ANKARA (Turchia) – Doveva essere il vertice della diplomazia e del consolidamento delle alleanze, ma il 36° Summit della NATO ad Ankara si è trasformato nell’epicentro di una nuova, violenta scossa geopolitica. Con una mossa che ha colto di sorpresa i leader europei, il presidente statunitense Donald Trump ha ufficialmente stracciato l’accordo temporaneo con l’Iran, dichiarando che il cessate il fuoco “è finito” e confermando che i bombardamenti americani sono già ricominciati.

Trump: la fine del “Memorandum di Islamabad”

Solo poche settimane fa, l’amministrazione USA aveva celebrato la firma del Memorandum d’intesa di Islamabad, un accordo promosso per congelare le ostilità e riaprire in sicurezza lo Stretto di Hormuz. Ma la fragile architettura diplomatica è crollata sotto il peso di reciproche accuse.

Rispondendo ai giornalisti a margine del vertice turco, Trump non ha usato giri di parole:

Per quanto mi riguarda, penso sia finita. Non voglio più avere a che fare con gli iraniani. Sono dei bugiardi. Abbiamo attaccato in modo massiccio la scorsa notte e probabilmente colpiremo ancora duramente stasera.”

La scintilla che ha fatto saltare l’intesa, secondo Washington, è stato il lancio di droni e missili iraniani contro le navi commerciali nel Golfo, un’azione che gli Stati Uniti hanno interpretato come una violazione intollerabile del patto.
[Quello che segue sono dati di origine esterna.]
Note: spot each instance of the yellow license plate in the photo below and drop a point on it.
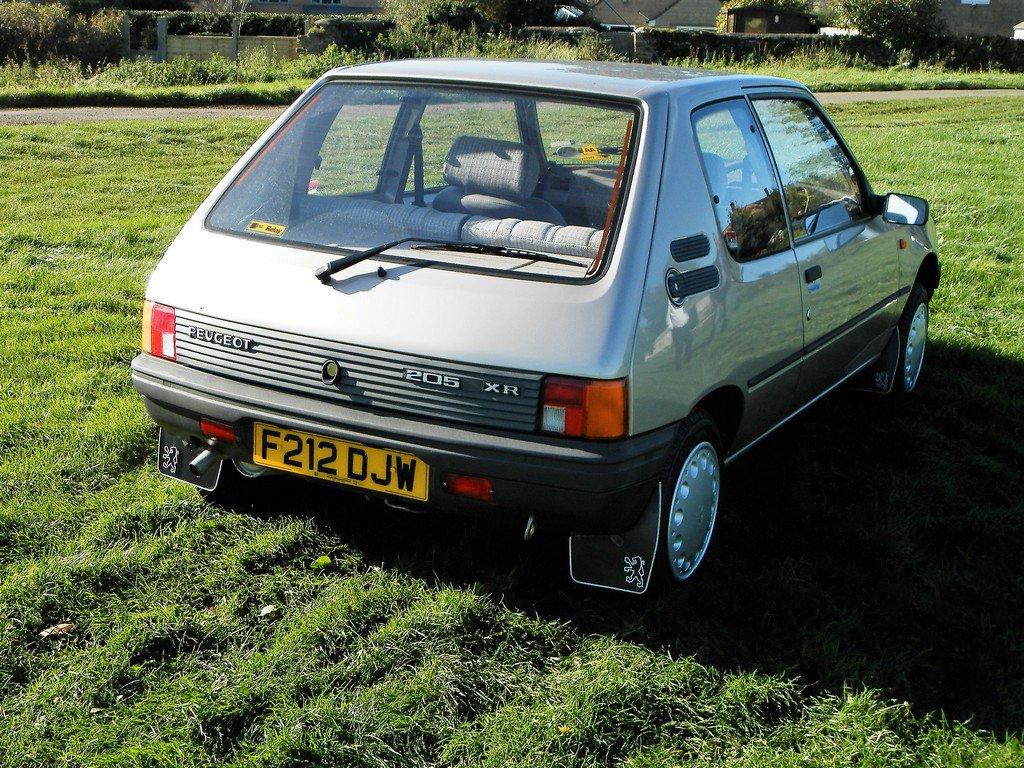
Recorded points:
(348, 463)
Pioggia di missili nella notte: i dettagli dei raid avviati da Trump

La conferma dei bombardamenti è arrivata direttamente dal Comando Centrale degli Stati Uniti (CENTCOM). Le forze americane hanno condotto una massiccia ondata di “attacchi offensivi” che hanno preso di mira le difese aeree iraniane, i centri di comando, le postazioni radar costiere e oltre 60 imbarcazioni veloci dei Guardiani della Rivoluzione (Pasdaran) dislocate nei pressi dello Stretto di Hormuz.

Teheran ha risposto prendendo di mira le basi militari statunitensi in Kuwait e Bahrein, riaccendendo lo spettro di un conflitto regionale su vasta scala. Trump ha inoltre minacciato di colpire le infrastrutture civili, comprese le centrali elettriche e gli impianti di desalinizzazione, e di imporre un blocco navale totale.

Caos al summit NATO

Le dichiarazioni di Trump hanno scosso i corridoi del Complesso Presidenziale di Ankara, dove i partner europei stavano cercando di mediare per salvaguardare la stabilità economica globale. La reazione del presidente americano, tuttavia, è stata durissima anche nei confronti degli stessi alleati: Trump ha duramente attaccato i paesi NATO (prendendo di mira in particolare la Spagna, definita un “partner terribile” e minacciando il blocco dei legami commerciali) per il mancato sostegno militare nella guerra contro l’Iran.